TOKYO (Reuters) - Mingling with more than 30,000 runners at this month's Tokyo Marathon will be a small, elite crew of police runners equipped with cameras capturing real-time footage of the course.

Japan is stepping up security measures after Islamic State in Iraq and Syria (ISIS) said they had beheaded two Japanese hostages, sparking fears of extremist-linked attacks at home.

Security for the annual race had already been tightened after the deadly bombing at the 2013 Boston Marathon, a police spokesman said.

"If police are there among the runners they may be able to see things more quickly, and runners will be able to take part in the race with a feeling of security," he added.

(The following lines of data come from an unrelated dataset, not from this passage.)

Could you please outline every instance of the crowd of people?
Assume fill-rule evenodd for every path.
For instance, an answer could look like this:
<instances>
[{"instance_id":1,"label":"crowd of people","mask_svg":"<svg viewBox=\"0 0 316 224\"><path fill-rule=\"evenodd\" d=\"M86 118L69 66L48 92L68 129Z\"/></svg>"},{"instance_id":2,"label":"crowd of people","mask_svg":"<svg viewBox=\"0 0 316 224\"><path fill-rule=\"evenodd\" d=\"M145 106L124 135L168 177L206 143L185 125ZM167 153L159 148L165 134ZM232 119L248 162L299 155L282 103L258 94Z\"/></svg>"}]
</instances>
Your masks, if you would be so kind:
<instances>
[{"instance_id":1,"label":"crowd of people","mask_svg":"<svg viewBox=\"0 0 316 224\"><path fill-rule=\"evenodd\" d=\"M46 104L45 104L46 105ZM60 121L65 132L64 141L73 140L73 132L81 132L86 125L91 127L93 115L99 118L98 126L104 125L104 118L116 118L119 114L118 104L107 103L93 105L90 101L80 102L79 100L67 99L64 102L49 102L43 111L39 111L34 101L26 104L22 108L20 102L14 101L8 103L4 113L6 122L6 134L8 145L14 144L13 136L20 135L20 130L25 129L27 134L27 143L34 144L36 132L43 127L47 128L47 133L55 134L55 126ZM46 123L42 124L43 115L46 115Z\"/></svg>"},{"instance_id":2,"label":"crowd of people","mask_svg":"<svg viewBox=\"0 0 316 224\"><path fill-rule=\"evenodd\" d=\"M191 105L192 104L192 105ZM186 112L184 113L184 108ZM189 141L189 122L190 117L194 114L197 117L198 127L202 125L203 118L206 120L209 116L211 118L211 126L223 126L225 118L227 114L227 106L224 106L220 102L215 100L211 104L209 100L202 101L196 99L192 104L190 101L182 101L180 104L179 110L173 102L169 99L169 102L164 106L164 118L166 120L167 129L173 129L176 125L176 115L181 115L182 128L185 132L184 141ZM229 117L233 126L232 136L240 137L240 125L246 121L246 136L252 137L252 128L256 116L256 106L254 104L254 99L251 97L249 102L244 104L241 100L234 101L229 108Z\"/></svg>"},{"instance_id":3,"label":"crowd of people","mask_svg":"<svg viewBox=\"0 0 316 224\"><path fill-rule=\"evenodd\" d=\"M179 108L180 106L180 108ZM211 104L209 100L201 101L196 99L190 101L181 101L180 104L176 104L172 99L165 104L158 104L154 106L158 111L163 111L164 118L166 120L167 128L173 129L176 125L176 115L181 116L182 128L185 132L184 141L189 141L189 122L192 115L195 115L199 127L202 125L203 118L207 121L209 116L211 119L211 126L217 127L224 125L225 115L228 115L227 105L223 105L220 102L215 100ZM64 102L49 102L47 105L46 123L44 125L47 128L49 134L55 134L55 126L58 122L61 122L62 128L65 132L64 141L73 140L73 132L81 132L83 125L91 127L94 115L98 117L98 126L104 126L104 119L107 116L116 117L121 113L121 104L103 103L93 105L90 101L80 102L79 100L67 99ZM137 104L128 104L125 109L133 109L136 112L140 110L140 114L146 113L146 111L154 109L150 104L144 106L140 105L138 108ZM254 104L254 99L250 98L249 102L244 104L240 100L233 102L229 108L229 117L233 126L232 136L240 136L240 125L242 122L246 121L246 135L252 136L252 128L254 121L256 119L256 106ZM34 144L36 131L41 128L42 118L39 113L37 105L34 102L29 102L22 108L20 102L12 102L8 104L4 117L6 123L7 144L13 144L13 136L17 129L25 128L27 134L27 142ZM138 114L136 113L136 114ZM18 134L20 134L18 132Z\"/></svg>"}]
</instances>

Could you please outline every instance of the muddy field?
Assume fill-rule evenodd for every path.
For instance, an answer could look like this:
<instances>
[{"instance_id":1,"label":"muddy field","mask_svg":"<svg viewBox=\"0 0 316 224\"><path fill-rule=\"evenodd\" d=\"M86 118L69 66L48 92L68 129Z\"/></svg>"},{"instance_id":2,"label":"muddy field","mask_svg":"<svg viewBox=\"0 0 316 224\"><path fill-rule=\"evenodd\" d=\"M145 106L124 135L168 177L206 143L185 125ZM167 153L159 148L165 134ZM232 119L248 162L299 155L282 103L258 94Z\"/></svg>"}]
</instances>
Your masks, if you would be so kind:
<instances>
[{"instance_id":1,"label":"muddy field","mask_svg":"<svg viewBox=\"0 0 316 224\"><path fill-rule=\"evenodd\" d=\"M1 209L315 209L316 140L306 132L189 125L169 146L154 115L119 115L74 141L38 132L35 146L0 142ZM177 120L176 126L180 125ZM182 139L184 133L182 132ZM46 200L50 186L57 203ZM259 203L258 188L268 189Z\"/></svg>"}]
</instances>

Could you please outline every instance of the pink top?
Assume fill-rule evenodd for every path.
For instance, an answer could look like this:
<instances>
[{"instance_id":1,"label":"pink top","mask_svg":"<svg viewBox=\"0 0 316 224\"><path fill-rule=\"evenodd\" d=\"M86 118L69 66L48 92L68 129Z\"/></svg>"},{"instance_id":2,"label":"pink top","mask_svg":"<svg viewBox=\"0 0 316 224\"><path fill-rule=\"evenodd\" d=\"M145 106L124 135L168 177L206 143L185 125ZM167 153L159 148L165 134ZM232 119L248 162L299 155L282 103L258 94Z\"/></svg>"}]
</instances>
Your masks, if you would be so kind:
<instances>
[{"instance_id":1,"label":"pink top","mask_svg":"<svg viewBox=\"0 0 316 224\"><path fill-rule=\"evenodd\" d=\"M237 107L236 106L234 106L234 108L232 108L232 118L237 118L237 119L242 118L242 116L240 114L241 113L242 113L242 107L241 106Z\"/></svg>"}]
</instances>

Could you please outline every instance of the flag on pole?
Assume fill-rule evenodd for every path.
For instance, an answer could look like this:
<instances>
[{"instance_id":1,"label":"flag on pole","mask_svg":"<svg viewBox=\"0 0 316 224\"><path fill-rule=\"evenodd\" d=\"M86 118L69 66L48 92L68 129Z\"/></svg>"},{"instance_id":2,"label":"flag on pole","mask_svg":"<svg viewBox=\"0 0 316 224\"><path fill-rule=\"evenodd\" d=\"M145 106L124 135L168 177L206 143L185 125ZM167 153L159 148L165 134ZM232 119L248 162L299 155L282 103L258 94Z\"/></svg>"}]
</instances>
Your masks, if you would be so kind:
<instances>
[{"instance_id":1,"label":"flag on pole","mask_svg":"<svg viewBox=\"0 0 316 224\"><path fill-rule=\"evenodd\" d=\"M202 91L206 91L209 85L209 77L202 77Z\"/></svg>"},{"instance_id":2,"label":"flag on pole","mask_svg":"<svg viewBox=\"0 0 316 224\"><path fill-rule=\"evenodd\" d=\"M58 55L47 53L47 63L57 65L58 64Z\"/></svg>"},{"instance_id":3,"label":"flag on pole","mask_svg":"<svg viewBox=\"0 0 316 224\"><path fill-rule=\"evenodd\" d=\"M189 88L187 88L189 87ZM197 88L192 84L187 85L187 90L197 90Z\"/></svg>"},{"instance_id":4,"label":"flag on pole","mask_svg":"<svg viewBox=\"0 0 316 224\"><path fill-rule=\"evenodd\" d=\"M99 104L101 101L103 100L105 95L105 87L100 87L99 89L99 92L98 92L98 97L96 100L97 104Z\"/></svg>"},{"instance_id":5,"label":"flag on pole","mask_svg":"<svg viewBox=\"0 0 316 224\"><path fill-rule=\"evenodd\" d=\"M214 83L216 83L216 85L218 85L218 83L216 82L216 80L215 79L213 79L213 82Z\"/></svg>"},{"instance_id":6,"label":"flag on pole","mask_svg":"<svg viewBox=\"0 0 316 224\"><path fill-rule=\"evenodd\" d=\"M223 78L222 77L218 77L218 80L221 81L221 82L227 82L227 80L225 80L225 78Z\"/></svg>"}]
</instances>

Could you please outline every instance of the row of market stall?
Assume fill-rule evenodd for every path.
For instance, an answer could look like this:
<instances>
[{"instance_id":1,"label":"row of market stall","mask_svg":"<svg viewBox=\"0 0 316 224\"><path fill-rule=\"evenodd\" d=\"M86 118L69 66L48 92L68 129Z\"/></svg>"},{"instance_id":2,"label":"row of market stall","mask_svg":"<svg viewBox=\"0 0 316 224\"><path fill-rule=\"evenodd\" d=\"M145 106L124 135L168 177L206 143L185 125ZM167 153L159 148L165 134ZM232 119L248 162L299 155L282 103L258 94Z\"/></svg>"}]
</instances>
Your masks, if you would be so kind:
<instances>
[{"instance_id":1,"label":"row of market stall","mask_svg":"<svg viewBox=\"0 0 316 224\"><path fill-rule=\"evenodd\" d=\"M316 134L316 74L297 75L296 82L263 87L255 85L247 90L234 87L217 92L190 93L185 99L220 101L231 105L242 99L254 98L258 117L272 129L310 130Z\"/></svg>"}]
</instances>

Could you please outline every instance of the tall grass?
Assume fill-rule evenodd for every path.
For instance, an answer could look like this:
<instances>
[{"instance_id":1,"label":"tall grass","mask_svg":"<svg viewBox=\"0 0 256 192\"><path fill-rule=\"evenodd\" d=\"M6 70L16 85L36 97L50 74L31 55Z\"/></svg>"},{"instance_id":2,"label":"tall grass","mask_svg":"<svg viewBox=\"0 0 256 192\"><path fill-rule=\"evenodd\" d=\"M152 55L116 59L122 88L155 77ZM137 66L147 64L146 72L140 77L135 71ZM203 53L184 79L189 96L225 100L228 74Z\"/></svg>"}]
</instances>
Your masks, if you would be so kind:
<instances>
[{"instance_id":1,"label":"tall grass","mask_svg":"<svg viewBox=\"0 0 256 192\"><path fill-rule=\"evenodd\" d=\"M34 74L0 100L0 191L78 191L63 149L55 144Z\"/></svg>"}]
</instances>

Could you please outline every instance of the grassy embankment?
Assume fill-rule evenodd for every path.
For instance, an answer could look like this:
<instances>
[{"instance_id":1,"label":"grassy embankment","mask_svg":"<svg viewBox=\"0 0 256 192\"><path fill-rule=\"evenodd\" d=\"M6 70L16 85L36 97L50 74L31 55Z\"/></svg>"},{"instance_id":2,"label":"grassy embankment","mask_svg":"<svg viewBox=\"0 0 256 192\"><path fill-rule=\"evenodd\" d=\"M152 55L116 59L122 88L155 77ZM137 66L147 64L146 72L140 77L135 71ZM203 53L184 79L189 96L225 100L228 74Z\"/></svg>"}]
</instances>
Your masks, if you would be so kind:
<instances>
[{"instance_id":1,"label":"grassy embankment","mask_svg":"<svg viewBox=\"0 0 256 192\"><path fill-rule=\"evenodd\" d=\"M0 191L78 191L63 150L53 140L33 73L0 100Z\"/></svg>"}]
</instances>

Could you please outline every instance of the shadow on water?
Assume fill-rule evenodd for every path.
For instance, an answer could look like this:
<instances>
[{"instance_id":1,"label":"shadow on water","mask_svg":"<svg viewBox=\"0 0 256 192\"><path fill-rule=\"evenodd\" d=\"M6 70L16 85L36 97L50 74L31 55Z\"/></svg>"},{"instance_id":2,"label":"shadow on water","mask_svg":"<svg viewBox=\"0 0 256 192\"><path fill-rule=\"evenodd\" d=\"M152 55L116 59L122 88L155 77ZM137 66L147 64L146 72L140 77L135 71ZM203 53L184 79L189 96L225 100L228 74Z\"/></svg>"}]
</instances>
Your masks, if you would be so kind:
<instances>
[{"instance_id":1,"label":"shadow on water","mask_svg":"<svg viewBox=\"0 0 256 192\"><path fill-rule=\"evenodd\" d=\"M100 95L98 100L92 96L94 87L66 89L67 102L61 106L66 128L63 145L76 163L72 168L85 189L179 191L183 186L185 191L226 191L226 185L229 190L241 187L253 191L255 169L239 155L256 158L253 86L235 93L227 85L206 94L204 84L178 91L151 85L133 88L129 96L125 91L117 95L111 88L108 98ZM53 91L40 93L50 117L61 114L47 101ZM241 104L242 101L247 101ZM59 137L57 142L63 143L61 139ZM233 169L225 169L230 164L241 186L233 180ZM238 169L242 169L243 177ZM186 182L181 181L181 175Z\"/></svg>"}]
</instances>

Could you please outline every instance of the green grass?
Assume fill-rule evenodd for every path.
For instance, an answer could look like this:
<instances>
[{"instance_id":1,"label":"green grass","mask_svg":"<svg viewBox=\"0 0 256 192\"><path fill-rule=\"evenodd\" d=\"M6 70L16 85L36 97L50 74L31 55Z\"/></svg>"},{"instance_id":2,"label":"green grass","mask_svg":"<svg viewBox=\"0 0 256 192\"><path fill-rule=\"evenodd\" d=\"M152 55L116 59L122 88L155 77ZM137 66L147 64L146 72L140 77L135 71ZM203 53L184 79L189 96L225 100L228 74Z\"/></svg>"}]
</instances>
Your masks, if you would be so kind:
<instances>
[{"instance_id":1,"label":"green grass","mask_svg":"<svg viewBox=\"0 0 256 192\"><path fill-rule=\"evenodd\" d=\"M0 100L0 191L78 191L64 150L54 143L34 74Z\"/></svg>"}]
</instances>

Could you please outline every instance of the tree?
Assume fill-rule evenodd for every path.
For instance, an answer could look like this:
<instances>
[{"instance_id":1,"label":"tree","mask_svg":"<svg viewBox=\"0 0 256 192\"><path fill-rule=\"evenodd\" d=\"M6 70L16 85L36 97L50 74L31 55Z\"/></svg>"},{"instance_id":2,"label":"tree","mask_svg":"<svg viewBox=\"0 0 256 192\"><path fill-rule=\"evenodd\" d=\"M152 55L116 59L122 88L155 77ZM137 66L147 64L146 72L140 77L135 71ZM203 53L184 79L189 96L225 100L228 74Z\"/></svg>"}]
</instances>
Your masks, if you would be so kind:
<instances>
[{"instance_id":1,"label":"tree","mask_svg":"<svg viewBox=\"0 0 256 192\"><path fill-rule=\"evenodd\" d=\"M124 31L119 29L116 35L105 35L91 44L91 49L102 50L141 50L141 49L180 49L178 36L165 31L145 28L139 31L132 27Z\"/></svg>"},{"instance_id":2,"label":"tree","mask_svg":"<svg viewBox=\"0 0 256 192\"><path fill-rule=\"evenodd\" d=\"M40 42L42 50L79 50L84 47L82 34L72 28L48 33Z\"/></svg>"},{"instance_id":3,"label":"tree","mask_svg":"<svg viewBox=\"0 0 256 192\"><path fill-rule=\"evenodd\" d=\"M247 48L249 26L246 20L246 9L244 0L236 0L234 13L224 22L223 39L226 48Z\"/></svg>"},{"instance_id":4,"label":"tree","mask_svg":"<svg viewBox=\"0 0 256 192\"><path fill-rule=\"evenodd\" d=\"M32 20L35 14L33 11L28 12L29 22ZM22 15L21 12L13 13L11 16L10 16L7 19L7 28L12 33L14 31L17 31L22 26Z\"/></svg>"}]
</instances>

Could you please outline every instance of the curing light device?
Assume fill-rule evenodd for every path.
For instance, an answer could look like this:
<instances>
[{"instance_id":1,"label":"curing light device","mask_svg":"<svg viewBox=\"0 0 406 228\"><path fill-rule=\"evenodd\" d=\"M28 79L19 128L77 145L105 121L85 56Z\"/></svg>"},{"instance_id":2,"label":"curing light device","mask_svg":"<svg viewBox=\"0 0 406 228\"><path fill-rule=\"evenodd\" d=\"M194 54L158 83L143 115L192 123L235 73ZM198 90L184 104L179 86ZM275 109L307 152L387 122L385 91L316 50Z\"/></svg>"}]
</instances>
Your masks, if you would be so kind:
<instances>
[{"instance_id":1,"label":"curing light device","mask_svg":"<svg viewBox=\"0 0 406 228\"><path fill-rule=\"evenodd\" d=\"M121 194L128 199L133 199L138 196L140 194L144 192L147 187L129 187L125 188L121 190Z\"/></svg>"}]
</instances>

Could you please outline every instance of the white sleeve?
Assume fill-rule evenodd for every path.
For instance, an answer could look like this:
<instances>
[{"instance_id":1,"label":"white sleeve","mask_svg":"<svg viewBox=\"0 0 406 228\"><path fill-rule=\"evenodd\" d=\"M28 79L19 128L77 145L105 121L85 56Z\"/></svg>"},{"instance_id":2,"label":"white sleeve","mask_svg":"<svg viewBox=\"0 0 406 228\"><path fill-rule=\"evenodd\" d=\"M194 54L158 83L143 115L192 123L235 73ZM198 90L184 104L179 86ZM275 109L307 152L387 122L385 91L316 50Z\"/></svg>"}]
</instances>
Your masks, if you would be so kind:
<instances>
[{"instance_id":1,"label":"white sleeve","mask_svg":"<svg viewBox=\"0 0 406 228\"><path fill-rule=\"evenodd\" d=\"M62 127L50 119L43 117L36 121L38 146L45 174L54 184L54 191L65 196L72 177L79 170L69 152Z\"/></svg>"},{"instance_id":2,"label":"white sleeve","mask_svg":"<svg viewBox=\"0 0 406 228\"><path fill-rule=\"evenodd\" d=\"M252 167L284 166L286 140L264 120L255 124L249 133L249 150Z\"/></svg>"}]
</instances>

The 64 police runners will join thousands of law enforcers and security guards posted for protection along the route of the Feb 22 race, which is set to draw 36,000 racers and more than 100,000 spectators this year.

Signs on marathon bibs will identify the police runners, whose caps will be fitted with small cameras transmitting images of the scene to police headquarters for real-time monitoring.

The new security measures are seen as a run-through for the 2020 Summer Olympics in the Japanese capital.

Each police runner will cover part of the 42.2-km race and will be chosen from officers with extensive marathon experience.

"All police officers train as a matter of course, since you never know when you might have to run as part of your daily work," the spokesman said. "But these will be people who run quite a lot."